Crafting functional protein sequences in the protein engineering arena is a puzzle akin to navigating a vast cosmic expanse. Picture a protein with 200 amino acids; a mere switcheroo of one amino acid spawns a array of 4000 potential variants (200*20). My previous notebooks used machine learning as the Sherpa guiding directed evolution when armed with experimental compass. But what if the experimental compass is missing? Can we still map out a path to promising protein sequences by divining the protein's mutational horoscope?
Nature leaves us clues, imprinting functional wisdom in protein sequences. Enter the unsupervised models, revealing higher functional variant tales from the sequence data troves, as showcased in the article "Language models enable zero-shot prediction of the effects of mutations on protein function". These unsupervised maestros for predicting protein variant effects fall into three troupes: hybrid protein language models (PLMs), PLMs, Alignment based models, and Inverse folding models.

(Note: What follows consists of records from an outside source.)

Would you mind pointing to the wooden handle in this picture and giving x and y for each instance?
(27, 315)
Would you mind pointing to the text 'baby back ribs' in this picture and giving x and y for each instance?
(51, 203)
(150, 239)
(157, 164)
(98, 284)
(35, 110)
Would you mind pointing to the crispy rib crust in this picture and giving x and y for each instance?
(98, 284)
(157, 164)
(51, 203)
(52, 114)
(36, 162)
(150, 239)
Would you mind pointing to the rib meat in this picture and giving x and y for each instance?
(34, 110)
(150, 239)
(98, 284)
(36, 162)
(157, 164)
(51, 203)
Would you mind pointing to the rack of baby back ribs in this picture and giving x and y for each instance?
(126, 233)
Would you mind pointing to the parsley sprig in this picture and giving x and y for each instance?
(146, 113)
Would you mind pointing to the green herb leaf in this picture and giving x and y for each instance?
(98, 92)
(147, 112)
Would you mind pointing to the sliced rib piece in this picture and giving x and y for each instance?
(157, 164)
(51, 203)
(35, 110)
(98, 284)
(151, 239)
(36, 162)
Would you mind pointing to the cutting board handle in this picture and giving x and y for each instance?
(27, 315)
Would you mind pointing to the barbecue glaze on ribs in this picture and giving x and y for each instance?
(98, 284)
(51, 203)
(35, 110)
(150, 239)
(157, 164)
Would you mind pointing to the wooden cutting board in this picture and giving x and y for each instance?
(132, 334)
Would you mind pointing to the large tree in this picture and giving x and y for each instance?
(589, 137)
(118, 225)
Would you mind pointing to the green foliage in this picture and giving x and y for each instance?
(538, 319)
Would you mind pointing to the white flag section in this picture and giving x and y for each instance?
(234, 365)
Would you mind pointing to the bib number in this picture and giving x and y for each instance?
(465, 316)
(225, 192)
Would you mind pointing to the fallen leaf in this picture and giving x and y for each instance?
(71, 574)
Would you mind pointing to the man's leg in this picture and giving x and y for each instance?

Our playbook? This notebook orchestrates and contrasts these model from each class, aiming to spotlight protein sequence gems that can lighten the load of experimental quests in directed evolution. The playbook uses competitive models from the benchmarks set by ProteinGym](https://proteingym.org/), providing a comprehensive evaluation of these models' capabilities in predicting the mutational landscape of proteins.
Goals
- Efficiently identify promising protein sequence variants to alleviate the experimental screening burden in directed evolution.
- Provide a canvas of mutational landscape, specifically focusing on the encapsidation protein 22K crucial for recombinant Adeno-Associated Virus (rAAV) production. Maybe there are protein sequence gems that hold the key to improving rAAV production?
Protein fitness landscape prediction using Hybrid PLMs¶
- Large Protein Language Models (PLMs) are trained on large protein databases encompassing all known sequences or on sets of homologous sequences spanning many protein families.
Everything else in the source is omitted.